Is it because Yahoo crawls private emails (seems really improbable)?
That's highly unlikely. E.g., Yahoo surely wouldn't index a password reset link that you get mailed to your private Yahoo inbox.
Is it because these emails where somehow leaked on the web and Yahoo crawled them?
That's a plausible explanation. It's sometimes hard to reason how exactly a search engine has discovered content but it had to appear somewhere on the public Internet or be made accessible to the search engine. Another possibility that comes to mind is that the framework of the site automatically indexes all content in a sitemap (e.g. at yoursite.example/sitemap.xml
) - it's something that Wordpress often does. Also, are you sure the content isn't visible via directory listing or a publicly accessible database dump?
Also I was thinking, is it possible that clients copied/pasted the URL directly in Yahoo search, and then Yahoo searched for that and kept it?
I don't know if Yahoo automatically indexes the URLs you search for - this surely sounds risky from a security perspective. But I find it unlikely that multiple of your customers would put their URLs in the Yahoo search bar.

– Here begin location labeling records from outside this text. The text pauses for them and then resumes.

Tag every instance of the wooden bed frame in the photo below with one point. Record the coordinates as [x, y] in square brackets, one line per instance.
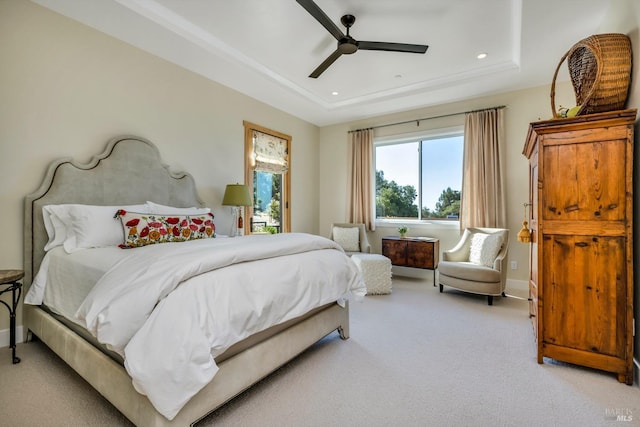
[130, 171]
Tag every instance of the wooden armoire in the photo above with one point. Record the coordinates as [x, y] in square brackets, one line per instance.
[581, 254]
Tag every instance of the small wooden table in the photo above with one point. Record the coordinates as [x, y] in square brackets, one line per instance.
[9, 281]
[416, 252]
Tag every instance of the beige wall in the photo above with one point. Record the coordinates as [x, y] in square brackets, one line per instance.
[624, 17]
[66, 89]
[523, 107]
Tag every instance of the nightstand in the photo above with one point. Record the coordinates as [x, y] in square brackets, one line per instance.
[9, 282]
[416, 252]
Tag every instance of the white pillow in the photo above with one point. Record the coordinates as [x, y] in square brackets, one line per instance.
[89, 226]
[348, 238]
[56, 228]
[172, 210]
[484, 248]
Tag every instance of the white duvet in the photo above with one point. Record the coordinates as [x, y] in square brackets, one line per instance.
[169, 309]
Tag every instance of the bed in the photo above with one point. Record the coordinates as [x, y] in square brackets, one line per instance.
[130, 172]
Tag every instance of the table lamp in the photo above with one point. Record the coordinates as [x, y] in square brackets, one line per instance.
[236, 195]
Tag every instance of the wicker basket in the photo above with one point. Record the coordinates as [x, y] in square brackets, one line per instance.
[600, 71]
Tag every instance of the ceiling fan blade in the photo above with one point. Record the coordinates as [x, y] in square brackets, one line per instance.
[393, 47]
[325, 64]
[322, 18]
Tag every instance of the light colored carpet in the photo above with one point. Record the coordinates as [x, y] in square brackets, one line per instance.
[415, 358]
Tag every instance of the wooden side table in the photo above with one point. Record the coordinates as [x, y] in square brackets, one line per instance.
[9, 280]
[416, 252]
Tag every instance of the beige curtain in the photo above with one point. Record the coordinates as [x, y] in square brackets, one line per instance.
[361, 180]
[482, 203]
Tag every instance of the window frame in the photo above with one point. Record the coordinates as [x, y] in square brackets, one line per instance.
[285, 202]
[417, 136]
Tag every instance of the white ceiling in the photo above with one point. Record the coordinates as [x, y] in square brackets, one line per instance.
[267, 48]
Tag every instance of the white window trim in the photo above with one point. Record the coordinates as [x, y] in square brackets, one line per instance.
[414, 137]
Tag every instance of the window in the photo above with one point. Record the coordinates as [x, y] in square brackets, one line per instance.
[267, 163]
[423, 171]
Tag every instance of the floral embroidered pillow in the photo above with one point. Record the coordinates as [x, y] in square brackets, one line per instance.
[142, 229]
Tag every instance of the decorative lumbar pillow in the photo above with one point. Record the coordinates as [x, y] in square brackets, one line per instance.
[172, 210]
[348, 238]
[142, 229]
[484, 248]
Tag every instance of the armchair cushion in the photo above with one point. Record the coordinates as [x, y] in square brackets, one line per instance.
[484, 248]
[469, 271]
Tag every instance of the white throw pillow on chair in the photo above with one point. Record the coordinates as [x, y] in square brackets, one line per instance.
[484, 248]
[348, 238]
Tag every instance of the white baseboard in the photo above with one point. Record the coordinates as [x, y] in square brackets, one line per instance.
[5, 337]
[519, 288]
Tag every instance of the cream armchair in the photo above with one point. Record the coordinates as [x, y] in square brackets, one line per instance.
[352, 237]
[477, 264]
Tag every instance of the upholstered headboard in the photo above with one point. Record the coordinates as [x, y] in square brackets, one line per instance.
[128, 171]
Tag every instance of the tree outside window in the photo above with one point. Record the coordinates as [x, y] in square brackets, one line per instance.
[426, 172]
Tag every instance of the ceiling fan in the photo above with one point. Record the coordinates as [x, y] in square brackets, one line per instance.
[347, 44]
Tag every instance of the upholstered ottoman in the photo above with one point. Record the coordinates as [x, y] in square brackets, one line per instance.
[376, 272]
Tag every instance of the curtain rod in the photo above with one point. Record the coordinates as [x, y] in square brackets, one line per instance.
[430, 118]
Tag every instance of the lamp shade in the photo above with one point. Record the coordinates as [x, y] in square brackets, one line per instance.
[236, 195]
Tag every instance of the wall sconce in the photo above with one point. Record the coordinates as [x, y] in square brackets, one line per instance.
[236, 195]
[524, 235]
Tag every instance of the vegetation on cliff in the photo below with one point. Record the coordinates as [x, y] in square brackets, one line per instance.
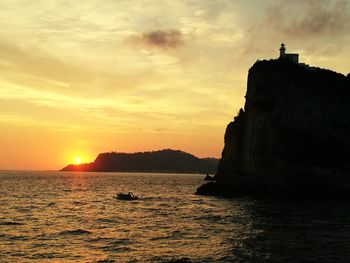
[293, 134]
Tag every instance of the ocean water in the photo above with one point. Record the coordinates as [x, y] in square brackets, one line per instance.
[74, 217]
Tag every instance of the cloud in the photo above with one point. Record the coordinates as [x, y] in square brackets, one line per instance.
[162, 39]
[313, 18]
[310, 22]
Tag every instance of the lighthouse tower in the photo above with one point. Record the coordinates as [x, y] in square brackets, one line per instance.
[288, 56]
[282, 50]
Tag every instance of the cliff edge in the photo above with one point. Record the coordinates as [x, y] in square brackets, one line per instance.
[163, 161]
[293, 134]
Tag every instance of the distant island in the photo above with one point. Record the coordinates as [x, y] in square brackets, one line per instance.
[163, 161]
[293, 135]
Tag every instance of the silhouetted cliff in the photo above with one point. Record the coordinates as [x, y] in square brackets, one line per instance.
[156, 161]
[293, 134]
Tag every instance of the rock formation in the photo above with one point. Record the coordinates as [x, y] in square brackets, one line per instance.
[292, 136]
[173, 161]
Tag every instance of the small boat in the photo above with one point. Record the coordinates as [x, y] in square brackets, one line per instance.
[128, 196]
[209, 178]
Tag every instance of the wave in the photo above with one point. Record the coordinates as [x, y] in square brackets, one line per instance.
[75, 232]
[10, 223]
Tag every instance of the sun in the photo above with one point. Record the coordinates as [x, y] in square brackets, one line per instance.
[77, 160]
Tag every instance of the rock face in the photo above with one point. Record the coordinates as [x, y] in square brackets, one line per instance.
[292, 136]
[164, 161]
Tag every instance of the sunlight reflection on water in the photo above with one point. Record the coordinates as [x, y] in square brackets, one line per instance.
[53, 216]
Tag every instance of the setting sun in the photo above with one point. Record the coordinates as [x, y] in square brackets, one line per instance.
[77, 160]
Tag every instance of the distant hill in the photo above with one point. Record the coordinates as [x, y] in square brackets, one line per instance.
[173, 161]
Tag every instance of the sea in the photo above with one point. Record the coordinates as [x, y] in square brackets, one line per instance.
[75, 217]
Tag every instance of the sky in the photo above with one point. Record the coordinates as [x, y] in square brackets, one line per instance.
[80, 77]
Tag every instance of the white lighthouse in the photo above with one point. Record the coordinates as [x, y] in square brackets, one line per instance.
[289, 56]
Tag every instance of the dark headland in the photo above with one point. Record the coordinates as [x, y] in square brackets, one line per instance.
[293, 135]
[163, 161]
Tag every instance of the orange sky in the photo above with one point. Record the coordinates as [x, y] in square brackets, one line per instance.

If you have request logs available, you could check which documents the Yahoo crawler was accessing in the past (look for a user-agent containing "Yahoo! Slurp
").
Countermeasures
To prevent search engines from indexing sensitive content, you can add a Disallow
entry to your robots.txt
file with a *
wildcard, like this:
Disallow: /app/secretcontent.ext?token=*
But note that not all search engines respect Disallow
directives and robots.txt
is one of the first places that attackers look at for information gathering.
More generally, you might want to let links to sensitive content quickly expire (or even turn them into one-shot links that can be only accessed once, if appropriate).
Another approach could be sending users the link to yoursite.example/secretcontent
and the token separately. The site would then present a form where the user has to enter the token. This form would submit the token via POST
so that the token is never visible in the URL and hence can't be indexed.